Feb 21, 2006

My Lady Nicotine

I promised myself that when I opened my tobacco shop, I would proudly display a sign on the door saying "Thank you for smoking." At the rate that we're losing our liberty to smoke tobacco, though, I think my dream is moribund.

You see, I'm a smoker. Not cigarettes, pipes. And the occasional cigar, but they're usually on the side or during drinking parties. I love my pipes. I love my pipe tobacco. The most favourite job I ever held? Hands down it was working for Old Grey Mare's husband at The Tinder Box in our local mall. I've smoked a pipe since I was around 20 or so, and don't plan on stopping.

That "Thank you for smoking" sign came from The Tinder Box, actually. The boss had taken a black marker to a standard ADA sign and blacked out the word "not," and placed it on the register. TB was the only place in the mall where you could smoke, you see, and people of all walks would come by to stand and smoke when they didn't want to go outside, or if they just wanted to hang out amongst like-minded people. I loved the talk that would flow freely among this very diverse group of people, and so when I opened my online shop, I bought a black ADA plaque, markered out the word "not" and hung it over my doorframe, to honour all the folks who still enjoy the company of Old Toby.

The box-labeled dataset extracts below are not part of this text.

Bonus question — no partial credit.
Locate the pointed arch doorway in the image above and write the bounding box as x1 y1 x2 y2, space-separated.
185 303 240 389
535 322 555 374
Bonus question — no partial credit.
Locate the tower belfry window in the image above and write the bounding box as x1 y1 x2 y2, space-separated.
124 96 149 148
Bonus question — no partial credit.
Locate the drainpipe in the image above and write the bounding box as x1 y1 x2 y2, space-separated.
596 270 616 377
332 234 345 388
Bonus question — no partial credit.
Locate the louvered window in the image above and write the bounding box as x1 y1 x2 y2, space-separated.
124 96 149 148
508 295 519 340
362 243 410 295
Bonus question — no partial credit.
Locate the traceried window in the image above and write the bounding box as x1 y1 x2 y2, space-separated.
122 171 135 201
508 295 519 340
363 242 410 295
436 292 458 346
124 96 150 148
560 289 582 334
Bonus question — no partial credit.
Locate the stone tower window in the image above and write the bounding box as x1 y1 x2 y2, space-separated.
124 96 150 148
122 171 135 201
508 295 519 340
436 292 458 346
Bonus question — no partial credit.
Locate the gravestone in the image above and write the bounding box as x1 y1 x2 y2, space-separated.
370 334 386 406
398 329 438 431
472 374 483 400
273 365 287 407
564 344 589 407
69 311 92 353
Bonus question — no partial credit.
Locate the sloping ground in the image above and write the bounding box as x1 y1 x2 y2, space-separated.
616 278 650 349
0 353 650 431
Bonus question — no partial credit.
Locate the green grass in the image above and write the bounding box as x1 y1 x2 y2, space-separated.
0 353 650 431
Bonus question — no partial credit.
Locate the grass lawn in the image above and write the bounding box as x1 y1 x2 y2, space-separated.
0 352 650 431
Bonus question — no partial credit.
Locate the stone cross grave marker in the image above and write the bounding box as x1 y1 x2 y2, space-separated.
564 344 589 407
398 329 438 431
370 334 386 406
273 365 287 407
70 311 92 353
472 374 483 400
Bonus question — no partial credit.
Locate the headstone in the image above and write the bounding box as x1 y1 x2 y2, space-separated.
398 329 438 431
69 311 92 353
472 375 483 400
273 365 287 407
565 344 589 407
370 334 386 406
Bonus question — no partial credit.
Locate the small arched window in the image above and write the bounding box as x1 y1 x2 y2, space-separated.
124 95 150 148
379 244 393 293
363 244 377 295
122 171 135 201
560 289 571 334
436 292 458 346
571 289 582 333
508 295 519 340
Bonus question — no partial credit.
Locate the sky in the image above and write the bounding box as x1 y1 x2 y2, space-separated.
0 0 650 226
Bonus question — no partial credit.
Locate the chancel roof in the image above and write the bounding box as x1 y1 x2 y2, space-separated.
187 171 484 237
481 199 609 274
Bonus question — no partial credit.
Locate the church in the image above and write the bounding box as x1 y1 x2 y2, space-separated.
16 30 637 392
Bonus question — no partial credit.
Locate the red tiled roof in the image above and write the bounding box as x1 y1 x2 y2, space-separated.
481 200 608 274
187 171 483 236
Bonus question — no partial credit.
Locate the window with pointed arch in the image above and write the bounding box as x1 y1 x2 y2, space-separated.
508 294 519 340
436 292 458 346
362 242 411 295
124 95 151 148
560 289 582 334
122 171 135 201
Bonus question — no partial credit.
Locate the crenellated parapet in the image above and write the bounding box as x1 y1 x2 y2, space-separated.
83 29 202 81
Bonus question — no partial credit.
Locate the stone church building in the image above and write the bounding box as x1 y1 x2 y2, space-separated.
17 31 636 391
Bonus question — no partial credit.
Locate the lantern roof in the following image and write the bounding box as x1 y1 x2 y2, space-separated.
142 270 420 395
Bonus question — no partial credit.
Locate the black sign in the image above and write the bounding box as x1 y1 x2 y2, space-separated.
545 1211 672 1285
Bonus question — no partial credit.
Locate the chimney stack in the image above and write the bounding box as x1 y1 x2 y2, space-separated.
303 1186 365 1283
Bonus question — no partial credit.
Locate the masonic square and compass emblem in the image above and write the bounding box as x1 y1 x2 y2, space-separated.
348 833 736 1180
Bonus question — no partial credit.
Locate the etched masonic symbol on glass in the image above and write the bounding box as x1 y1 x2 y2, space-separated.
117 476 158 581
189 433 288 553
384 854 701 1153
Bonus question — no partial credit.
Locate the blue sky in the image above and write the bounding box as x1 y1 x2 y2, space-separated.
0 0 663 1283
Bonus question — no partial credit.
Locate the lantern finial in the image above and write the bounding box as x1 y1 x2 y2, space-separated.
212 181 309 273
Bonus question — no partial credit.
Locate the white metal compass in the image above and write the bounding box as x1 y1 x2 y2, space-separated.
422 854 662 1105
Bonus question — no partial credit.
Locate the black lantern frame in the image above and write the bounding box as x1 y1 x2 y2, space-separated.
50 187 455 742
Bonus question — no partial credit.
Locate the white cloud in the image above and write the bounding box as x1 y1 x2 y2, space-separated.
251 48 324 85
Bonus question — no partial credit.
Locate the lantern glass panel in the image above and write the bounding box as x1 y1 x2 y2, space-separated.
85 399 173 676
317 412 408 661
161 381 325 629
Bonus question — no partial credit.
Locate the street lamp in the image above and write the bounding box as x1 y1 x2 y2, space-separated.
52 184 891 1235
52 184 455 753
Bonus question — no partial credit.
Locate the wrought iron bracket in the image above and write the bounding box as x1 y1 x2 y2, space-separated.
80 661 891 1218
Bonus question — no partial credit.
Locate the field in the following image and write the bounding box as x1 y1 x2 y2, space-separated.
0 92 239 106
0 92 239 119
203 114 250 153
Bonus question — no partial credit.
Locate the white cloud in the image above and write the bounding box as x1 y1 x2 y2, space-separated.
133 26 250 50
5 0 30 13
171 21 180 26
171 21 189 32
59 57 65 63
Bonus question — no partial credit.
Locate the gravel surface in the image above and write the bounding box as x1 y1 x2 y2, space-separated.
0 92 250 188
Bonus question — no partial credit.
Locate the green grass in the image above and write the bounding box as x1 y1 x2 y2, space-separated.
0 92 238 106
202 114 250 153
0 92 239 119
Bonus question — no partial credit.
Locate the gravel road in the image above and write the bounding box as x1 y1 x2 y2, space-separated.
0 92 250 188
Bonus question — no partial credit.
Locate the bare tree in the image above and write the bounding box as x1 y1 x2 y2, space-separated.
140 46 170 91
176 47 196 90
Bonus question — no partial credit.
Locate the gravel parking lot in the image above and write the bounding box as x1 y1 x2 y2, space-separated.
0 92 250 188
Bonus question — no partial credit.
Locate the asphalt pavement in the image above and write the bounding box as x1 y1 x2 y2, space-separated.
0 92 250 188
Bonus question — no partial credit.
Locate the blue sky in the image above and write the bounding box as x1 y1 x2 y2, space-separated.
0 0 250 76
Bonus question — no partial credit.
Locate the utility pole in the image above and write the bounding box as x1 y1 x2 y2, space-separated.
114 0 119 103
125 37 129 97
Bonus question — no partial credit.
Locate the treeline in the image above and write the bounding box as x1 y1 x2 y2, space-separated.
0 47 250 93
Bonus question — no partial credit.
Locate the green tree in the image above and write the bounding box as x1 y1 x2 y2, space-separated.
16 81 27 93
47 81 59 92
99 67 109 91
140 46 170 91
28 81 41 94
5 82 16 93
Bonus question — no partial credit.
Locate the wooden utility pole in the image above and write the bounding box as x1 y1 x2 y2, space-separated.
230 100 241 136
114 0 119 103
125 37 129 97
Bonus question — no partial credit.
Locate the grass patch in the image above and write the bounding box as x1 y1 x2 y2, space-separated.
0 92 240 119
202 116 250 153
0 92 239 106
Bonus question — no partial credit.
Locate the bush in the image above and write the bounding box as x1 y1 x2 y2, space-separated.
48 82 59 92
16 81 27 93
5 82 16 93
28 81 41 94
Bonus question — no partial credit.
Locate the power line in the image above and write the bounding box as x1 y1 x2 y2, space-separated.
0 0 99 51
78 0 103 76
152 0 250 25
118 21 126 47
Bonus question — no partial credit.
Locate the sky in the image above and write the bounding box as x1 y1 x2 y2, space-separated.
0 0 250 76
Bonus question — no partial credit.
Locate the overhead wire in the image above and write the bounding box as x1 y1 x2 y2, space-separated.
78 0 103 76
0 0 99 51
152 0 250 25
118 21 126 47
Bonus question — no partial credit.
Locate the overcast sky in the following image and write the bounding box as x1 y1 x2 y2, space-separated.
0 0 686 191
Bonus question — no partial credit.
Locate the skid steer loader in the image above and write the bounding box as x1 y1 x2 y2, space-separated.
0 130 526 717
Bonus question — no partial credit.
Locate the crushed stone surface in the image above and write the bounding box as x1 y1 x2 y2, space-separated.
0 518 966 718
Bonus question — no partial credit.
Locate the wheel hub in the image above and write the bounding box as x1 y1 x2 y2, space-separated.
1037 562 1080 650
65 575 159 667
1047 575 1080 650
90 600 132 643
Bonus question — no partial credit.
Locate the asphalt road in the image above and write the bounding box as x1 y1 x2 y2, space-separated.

And yes, I know what tobacco does. I accept the risk as freely as I accept the risks inherent in motorcycle riding. And the same as my bike I love my pipes. So don't preach to me, I'm a grown boy. Thanks.

I love the ritual of my pipes. I love the choosing of tobacco, the choosing of the pipe. I become engrossed with the simplest actions inherent in cleaning the bowl, packing tobacco, and finding my tamp, which is forever running away to hide. I love the smell of pipe tobacco in the room, and I love relaxing in my chair smoking, putting the final touches on a big, filling meal. And I love blowing smoke rings, thinking slow, lazy thoughts of Bilbo and Gandalf sitting on the front step of Bag End.

The history of pipes is a long and involved one, as is the modern pipe and pipesmoker, and I won't even try to go into it, nor will I get on my soapbox and start decrying the tighter and tighter restrictions on our freedoms that tobacco is suffering. I simply wanted to make someone smile when they think of a favourite person in their life to whom they are tied even more tightly because of a bowlfull of a common plant.

I'm going to smoke a pipe now. I think perhaps the big rusticated bulldog, and my antler and cocobolo wood tamp, the box of wooden kitchen matches, and some nice rich McClelland's "Frog Morton."

2 comments:

Vulgar Wizard said...

When this post started, I thought you were going to go off on someone at work . . . that maybe THO told you smoking was bad for your health . . . eeeek!

Xulujerk said...

some three star royal in a peterson apple. i've had better--cheers.